Depression is a serious medical illness that can happen to anyone — men, women, teens, older adults – but it affects twice as many women as men. This is most likely because men and women are built in different ways. Women's hormones often directly affect brain chemistry, which controls feelings and moods. There are many signs, but most often people who are affected feel very sad and no longer care about the hobbies and things they used to enjoy.

Other signs may include:

  • Changes in eating patterns or weight that don't have to do with changes in diet
  • Sleeping more or less than normal
  • Tiredness and low energy levels
  • Feeling restless or being easily bothered
  • Feeling worthless or guilty
  • Problems focusing or making choices
  • Thinking about or trying to kill yourself
  • Feeling hopeless
  • Worry

A child who suffers from depression may pretend to be sick, avoid going to school, cling to a parent or worry that a parent may die. Older children may be moody, get into trouble at school, be negative and easily bothered and feel as if no one understands them.
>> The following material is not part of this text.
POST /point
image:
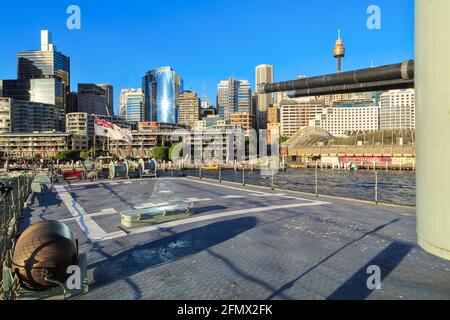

There are different types of depression. These include:

  • Postpartum depression: Many new mothers may go through the "baby blues," but some will get postpartum depression, which is a much more serious illness. They have many hormonal and physical changes after birth, and they have more to do to take care of a new baby. They may have a hard time getting used to these changes. Women who suffer from these feelings need active care and support.
  • Premenstrual dysphoric disorder: Some women may also have a severe form of premenstrual syndrome (PMS) called premenstrual dysphoric disorder (PMDD). PMDD happens because of the hormonal changes when a woman ovulates and before her period starts.
  • Menopause: During the change into menopause, some women are also more likely to be depressed because of changes in hormone levels.
  • Seasonal depression: Seasonal depression, or seasonal affective disorder (SAD), is one type of depression. It happens during the winter months, when there is less sunlight. The illness most often lifts during spring and summer.
  • Depression in teens: Depression in the teen years comes at a time of great change. Boys and girls are forming their own identities, dealing with sexual issues and making choices on their own for the first time in their lives. It often happens with other disorders such as anxiety, eating disorders or drug or alcohol abuse. It can also lead to a higher chance of suicide.

There is no single known cause. But a number of causes are thought to play a role, including:

  • Brain chemistry: People with depression often have different chemical levels in their brains than those without it.
  • Family history: Some types of depression run in families, but people can suffer from it without a family history.
  • Medical causes or brain injury: Certain health problems such as a brain tumor or a brain injury can cause depression.
  • Your biological clock: Less sunlight in fall and winter may upset your body's inner clock. This may lead to feelings of depression.
  • Melatonin levels: The change in season can upset the balance of the natural hormone melatonin, which affects mood and sleep patterns.

Depression is treatable and is best caught early. Depression can be treated with antidepressants and with psychotherapy ("talk therapy"). SAD may be treated with light therapy to help lessen the symptoms. Your doctor may also suggest changes in diet, exercise and ways to lessen stress. It may take time to find the right mixture of drugs and therapy to see results. Be sure to tell your doctor how you're feeling and be open to other types of care to find the one that works for you.

If you're worried about the sadness you're feeling, you should talk to your doctor. The doctor will carry out an exam and may prescribe medicine or other treatments.